Neue Entwicklungsmöglichkeiten für die Informationslogistik

07.08.2020, von Prof. Dr. Detlev Pape

Wie kann man im Rahmen der Corona-Einschränkungen online mit mechanischen Komponenten interagieren und Geräte bedienen? Und wie kann ich eine Vorlesung online durchführen, wenn im Team komplexe Hardwareaufbauten zu erstellen sind? Ein Beispiel aus der Praxis und warum die HFT Stuttgart unter anderem mit dem Studycheck Siegel "Covid 19- digital studieren, wir sind dabei" ausgezeichnet wurde.

Eine einzelne Hand liegt auf dem Tisch, reckt die Finger drohend in die Höhe und greift nach allem, was sie erreichen kann. Der Auftakt zu einem Gruselfilm? Luke Skywalkers Hand abgetrennt durch ein Lichtschwert? Nein, denn die grünen Kunststoffteile und herausragenden Drähte lassen erahnen, dass es sich mehr um einen technischen Versuchsaufbau als um ein Horror-Szenario handelt. Die Leitungen enden in einem mit Sensoren bestückten Handschuh, den ein Student trägt und durch seine Bewegungen die künstliche Hand steuert. Sein Team und er versuchen, die durch COVID-19 erzwungene Kontaktbeschränkung dadurch zu überwinden, dass Bewegungen und handgreifliche Aktionen auch aus der Ferne möglich werden.

Auch andere Teams des Kurses Aktoren haben sich von der derzeitigen Krise inspirieren lassen und kreative Lösungen entwickelt. Gebäudezugangssysteme mit integrierter Erkennung erkrankter Personen schützen vor weiterer Ansteckung und kontaktlose Desinfektionsspender sorgen für Hygiene. Aber auch andere Themen wurden angegangen, wie das Erkennen verschiedener Flaschen und Kisten mittels Farbsensoren, um ein sortenreines Recycling zu ermöglichen. Insgesamt sind neun ganz unterschiedliche Projektergebnisse erzielt worden, die experimentierfreudig und immer digital vernetzt umgesetzt wurden.

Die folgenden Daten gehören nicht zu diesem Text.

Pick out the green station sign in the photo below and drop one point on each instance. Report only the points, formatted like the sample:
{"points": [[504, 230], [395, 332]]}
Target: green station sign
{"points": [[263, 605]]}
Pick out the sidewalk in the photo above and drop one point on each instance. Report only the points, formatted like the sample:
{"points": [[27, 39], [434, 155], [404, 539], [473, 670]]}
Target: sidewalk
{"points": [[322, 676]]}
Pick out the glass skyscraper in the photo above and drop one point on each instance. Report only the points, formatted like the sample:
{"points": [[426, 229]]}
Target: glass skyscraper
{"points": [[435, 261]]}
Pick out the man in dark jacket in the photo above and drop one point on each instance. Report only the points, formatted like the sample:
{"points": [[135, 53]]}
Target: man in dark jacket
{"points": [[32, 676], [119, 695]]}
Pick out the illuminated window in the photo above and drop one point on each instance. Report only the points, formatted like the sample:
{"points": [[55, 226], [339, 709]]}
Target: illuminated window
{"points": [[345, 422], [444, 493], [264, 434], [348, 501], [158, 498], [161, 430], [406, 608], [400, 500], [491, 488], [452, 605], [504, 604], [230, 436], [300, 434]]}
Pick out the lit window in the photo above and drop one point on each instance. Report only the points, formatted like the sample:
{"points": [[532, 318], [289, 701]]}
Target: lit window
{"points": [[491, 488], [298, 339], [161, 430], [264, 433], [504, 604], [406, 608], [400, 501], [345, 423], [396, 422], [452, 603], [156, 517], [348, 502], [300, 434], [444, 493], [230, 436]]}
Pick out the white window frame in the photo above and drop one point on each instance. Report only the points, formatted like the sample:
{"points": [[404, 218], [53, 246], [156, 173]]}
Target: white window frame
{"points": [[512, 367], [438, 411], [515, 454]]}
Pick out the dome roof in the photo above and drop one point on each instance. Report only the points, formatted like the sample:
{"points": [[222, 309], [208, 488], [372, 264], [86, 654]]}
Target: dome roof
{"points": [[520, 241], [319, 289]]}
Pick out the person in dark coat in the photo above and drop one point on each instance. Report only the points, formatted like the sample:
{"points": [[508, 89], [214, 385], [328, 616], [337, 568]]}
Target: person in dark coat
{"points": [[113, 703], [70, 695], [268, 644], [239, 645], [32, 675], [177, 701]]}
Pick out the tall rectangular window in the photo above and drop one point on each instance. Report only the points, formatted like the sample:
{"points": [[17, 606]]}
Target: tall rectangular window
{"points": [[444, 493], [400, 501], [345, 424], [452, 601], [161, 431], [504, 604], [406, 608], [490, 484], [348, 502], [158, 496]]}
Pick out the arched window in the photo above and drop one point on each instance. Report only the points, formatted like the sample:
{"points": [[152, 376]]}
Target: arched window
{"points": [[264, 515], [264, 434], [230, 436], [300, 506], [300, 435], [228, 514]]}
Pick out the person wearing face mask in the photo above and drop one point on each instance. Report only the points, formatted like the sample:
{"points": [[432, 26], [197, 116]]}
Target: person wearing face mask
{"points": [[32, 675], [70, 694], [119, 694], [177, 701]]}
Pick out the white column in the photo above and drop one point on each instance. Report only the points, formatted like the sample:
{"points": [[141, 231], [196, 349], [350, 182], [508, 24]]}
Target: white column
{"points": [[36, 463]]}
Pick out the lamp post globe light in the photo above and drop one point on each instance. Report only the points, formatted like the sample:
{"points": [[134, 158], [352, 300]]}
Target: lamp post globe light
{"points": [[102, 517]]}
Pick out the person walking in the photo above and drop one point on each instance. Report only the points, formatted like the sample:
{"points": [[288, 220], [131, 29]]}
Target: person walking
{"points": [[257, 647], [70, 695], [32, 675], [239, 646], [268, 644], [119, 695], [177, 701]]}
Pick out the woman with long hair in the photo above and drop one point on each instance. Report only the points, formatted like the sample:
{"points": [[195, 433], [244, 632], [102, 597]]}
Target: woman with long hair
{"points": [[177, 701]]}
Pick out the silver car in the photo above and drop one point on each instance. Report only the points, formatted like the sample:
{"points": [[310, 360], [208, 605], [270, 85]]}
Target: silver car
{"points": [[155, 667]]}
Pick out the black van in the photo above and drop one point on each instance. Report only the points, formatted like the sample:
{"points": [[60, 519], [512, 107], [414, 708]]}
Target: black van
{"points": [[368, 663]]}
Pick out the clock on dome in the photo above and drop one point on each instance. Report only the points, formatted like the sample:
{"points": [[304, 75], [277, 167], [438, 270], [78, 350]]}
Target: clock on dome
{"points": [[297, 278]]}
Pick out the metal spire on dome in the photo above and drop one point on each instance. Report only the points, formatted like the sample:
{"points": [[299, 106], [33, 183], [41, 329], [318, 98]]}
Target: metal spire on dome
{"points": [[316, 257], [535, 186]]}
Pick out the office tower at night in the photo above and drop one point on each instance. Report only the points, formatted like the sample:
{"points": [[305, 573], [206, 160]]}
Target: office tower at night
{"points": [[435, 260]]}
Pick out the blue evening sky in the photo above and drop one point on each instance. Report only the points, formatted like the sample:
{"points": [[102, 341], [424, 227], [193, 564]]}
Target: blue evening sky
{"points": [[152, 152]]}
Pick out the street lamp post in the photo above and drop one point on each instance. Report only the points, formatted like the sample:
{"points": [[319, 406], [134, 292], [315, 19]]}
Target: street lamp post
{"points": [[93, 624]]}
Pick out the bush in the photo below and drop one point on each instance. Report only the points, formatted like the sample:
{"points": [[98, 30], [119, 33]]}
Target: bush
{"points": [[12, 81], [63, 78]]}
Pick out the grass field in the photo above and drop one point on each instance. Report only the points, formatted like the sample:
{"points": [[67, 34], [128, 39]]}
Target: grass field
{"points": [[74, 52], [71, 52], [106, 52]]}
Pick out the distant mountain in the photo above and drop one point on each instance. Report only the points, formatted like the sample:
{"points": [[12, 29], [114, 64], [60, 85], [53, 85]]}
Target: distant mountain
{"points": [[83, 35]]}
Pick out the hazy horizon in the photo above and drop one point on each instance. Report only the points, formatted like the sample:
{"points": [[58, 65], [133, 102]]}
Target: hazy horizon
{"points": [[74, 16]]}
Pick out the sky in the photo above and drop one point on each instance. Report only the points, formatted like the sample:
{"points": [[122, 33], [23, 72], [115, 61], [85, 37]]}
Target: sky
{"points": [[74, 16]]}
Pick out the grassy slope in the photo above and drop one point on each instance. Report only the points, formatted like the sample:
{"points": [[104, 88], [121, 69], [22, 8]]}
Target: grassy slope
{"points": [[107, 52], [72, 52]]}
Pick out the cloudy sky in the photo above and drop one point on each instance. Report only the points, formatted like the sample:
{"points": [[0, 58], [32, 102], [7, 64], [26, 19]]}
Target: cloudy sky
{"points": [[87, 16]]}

Durchgeführt wurden diese Projekte von Studierenden der Informationslogistik im Rahmen des Moduls Aktoren. Hier konnten die Studierende ihre im Rahmen des Studiums erworbenen Kenntnisse anwenden und in die Praxis umsetzen. Neben den grundlegenden Programmier-  und Informatik-Kenntnissen ist hier vor allem auch das Verständnis für die verschiedenen Prozesse und Anwendungen in der Industrie sehr hilfreich, welches sie zuvor in den Vorlesungen und Übungen erarbeitet haben. Ein Wissen, welches heute sehr gefragt ist in der Industrie und dessen Bedarf von Hochschulen kaum gedeckt werden kann. Neben den klassischen Studienrichtungen Informatik, Elektrotechnik, Logistik wird immer stärker auch das interdisziplinäre Verständnis der Zusammenhänge und Prozesse benötigt – und gerade dies ist es, was die Informationslogistik von Anfang an vermittelt.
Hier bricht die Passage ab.